Here is the March 2001 Marketimer prediction: "In our view, the probablilities favor a three to six month bear market rally phase beginning shortly. Such a rally has the potential to carry the Nasdaq composite Index above the 3000 level by spring or summer as measured from the closing lows." (2117.63 as of March 2)

7) Here is what Bob Brinker had to say to subscribers in the April 6, 2001 Marketimer--Page 2; Paragraph 5: "Recent weakness in the Nasdaq 100 Index (QQQ) shares has far exceeded our expectations. However, we believe subscribers holding a position in these shares will eventually be rewarded, although this holding will require both time and patience. With or without a buy signal from our long-term model, we expect the Nasdaq Composite and Nasdaq 100 Index to stage a significant recovery over the next several months."

8) May 7, 2001 Marketimer: "As we stated last month, 'with or without a buy signal from our long-term model, we expect the Nasdaq Composite and Nasdaq 100 Index to stage a significant recovery over the next several months.'"

9) June 2001 Marketimer: About the Nasdaq 100 Index (QQQ) shares, Brinker said: "....we recommend holding these shares for future recovery within our earlier percentage guidelines."

10) July 2001: "We also recommend subscribers with a position in Nasdaq 100 (QQQ) shares hold for price recovery within our earlier percentage guidelines."

11) By the time August 2001 rolled around Brinker had now recommended that suscribers with a "position in Nasdaq 100 (QQQ) shares hold for recovery, although patience will continue to be required in the difficult market environment we are experiencing" QQQs were about $43...

investment.suite101.com
.
August 13, 2006, QQQQ $36.53--OUCH!
.
Poor Bob Brinker, those pesky Q's just keep biting him in the arse, and he keeps digging them into the sand, just like my cats do.
.



To: Kirk © who wrote (23578)8/13/2006 12:43:44 PM
From: shres  Read Replies (1) | Respond to of 42834
 
Man, if that ain't nothin' but a pure spam ad for some penny ante newsletter I don't know what is. Two links no less. I never click on links from you of course.

Hey Kirk I really like this statement....

"...some are jealous of some of the ideas we tried at Suite101 to make money such as Pal Pal donations and getting paid to read advertisements. Who’d have thought such fun ideas would cause such angst for a handful?..."

Golly yes, those WERE fun ideas weren't they? I remember fondly the many (one or more right Kirk?) posters gleefully posting how much fun they had donating to Kirk via his personal PayPal Beggar Button.

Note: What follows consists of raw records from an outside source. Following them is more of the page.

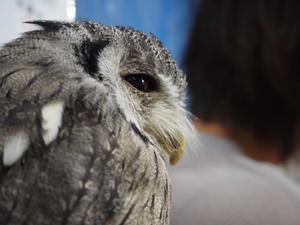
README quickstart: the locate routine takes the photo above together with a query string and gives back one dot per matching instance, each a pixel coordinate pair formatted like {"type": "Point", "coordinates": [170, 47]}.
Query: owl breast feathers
{"type": "Point", "coordinates": [89, 116]}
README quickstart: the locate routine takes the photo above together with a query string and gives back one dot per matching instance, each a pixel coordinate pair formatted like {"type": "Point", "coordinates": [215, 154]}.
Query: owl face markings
{"type": "Point", "coordinates": [136, 70]}
{"type": "Point", "coordinates": [146, 93]}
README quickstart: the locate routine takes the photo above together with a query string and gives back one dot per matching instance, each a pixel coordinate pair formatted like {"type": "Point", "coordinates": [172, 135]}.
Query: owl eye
{"type": "Point", "coordinates": [142, 82]}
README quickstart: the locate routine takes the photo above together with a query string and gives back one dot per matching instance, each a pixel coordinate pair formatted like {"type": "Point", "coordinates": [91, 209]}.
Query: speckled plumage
{"type": "Point", "coordinates": [96, 144]}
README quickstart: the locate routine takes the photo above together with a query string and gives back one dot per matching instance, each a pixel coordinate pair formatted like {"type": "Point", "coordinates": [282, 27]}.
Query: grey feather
{"type": "Point", "coordinates": [103, 166]}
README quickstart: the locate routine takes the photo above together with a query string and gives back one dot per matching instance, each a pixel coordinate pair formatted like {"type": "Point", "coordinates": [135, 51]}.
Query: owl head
{"type": "Point", "coordinates": [144, 80]}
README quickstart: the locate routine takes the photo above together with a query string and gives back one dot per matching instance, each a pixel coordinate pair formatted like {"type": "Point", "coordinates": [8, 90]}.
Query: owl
{"type": "Point", "coordinates": [90, 115]}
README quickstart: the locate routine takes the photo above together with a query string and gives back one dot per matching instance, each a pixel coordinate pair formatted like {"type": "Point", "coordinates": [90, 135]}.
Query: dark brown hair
{"type": "Point", "coordinates": [243, 66]}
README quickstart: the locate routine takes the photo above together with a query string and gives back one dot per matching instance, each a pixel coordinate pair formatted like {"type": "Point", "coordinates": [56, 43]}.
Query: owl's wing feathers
{"type": "Point", "coordinates": [34, 84]}
{"type": "Point", "coordinates": [81, 162]}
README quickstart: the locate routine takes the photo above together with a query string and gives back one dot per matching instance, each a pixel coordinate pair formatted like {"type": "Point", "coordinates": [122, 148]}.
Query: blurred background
{"type": "Point", "coordinates": [169, 20]}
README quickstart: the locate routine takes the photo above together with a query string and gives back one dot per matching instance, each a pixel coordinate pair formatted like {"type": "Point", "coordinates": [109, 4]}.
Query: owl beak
{"type": "Point", "coordinates": [174, 147]}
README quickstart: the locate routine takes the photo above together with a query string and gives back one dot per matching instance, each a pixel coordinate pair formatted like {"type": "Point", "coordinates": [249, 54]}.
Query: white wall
{"type": "Point", "coordinates": [14, 12]}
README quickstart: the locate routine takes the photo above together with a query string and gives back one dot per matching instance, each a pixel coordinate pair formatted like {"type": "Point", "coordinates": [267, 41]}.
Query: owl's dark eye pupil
{"type": "Point", "coordinates": [142, 82]}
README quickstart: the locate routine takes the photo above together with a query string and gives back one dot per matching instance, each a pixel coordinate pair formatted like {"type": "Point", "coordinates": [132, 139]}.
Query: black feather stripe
{"type": "Point", "coordinates": [88, 53]}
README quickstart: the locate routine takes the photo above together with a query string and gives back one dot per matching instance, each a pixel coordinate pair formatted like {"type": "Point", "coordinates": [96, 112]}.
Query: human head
{"type": "Point", "coordinates": [243, 67]}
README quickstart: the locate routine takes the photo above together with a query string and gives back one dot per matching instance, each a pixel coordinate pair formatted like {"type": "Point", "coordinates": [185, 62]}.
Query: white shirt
{"type": "Point", "coordinates": [221, 186]}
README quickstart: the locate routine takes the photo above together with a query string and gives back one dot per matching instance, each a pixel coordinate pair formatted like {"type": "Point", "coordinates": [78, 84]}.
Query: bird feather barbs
{"type": "Point", "coordinates": [115, 97]}
{"type": "Point", "coordinates": [16, 144]}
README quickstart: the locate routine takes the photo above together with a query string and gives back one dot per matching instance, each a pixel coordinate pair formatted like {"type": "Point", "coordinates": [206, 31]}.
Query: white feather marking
{"type": "Point", "coordinates": [51, 120]}
{"type": "Point", "coordinates": [14, 147]}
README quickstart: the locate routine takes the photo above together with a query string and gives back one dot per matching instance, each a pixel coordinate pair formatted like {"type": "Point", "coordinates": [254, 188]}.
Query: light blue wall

And the multi-level email ad reading scheme where you may be able to pick up a penny or two reading ads was just a hoot. I remember the group in chat was busy one weekend seeing how many ads they could read while listening to Bob Brinker. I guess they didn't realize at the time that YOU were also getting a penny for each ad THEY read. You rascal you, it's not nice fooling your friends that way.

You should have a whole thread just devoted to testimonials from folks who had a grand time contributing pennies to your pandering ideas. "A Penny For Kirk" has a certain ring to it don't ya think?

And BTW, Kirk you constantly harp on what a lousy index the QQQQ is. Designed to be shorted you yell.

So why do you use that as your "benchmark" index Kirk? Don't give me blather about beta and nonsense such as that.

A benchmark index is supposed to represent a peer group similar to the portfolio measured. Not some index cherry picked simply to be beaten.